If arrests are only being carried out occasionally and in relatively clean areas, then the City must redirect resources to policing the areas more prone to littering and dumping. All this is simple logic and only the gathering and compiling of data and information requires any real effort, and this must be the focus of the City Council. Important decisions should always flow from correctly gathered data and accurately compiled information.
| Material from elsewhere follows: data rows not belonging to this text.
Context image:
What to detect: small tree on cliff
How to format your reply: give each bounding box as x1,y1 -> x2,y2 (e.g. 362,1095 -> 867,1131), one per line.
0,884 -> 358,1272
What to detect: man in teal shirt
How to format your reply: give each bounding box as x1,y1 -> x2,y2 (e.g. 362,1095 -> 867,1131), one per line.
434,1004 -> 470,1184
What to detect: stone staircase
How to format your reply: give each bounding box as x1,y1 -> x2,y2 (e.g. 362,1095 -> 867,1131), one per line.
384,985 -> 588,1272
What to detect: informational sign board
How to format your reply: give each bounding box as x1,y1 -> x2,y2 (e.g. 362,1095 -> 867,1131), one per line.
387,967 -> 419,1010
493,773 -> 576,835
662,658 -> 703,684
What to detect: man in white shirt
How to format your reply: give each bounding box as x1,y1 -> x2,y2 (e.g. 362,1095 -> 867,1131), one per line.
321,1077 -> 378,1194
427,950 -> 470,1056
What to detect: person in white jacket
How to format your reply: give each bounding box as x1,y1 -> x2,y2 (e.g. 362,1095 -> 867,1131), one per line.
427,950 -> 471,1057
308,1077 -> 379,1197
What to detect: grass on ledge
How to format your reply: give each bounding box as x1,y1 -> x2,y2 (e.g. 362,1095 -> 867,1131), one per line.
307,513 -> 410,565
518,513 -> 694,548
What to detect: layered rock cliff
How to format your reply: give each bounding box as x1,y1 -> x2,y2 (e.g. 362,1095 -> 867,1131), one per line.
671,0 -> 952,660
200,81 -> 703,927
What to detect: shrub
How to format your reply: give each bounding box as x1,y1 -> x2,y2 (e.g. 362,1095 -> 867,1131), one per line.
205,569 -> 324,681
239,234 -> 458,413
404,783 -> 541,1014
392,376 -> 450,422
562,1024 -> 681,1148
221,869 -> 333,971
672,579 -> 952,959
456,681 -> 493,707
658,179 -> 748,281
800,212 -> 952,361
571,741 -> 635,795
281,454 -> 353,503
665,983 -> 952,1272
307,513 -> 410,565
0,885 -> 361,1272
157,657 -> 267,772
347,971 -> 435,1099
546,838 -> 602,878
The City Council’s own modus operandi in carrying out its tasks necessary to keep the city clean is also key to transforming the public approach to littering and dumping. Many years ago, the City Council workers were observed in every ward and community in the City on a regular basis, weeding the parapets and cleaning drains as a part of their daily routine. Nowadays, outside of the actual weekly collection of garbage which is farmed out to professionals, the City worker is a rare sight in the Georgetown communities. Keeping the city clean is not an event that is done once for all time, rather it is a process of regular maintenance that is carried out periodically, and with as much frequency as necessary in order to achieve the desired level of cleanliness in the various areas.

The release from the Mayor’s office stating that, “The Chief Citizen noted that it is unfair for the Council to be expending resources to engage in clean-up activities around the City and in a short space of time the areas that were cleaned have returned to a very untidy state” is a both a valid observation and a little naïve at the same time. City Council cannot execute its mandate to keep the city clean using the strategy of engaging in bouts of clean-up exercises without a regular maintenance presence in the said areas. A regular maintenance presence is very likely to pinpoint the perpetrators of garbage dumping, as well as instilling a sense of pride among the residents if their community is well maintained and make them more willing to point out renegade residents to City inspectors.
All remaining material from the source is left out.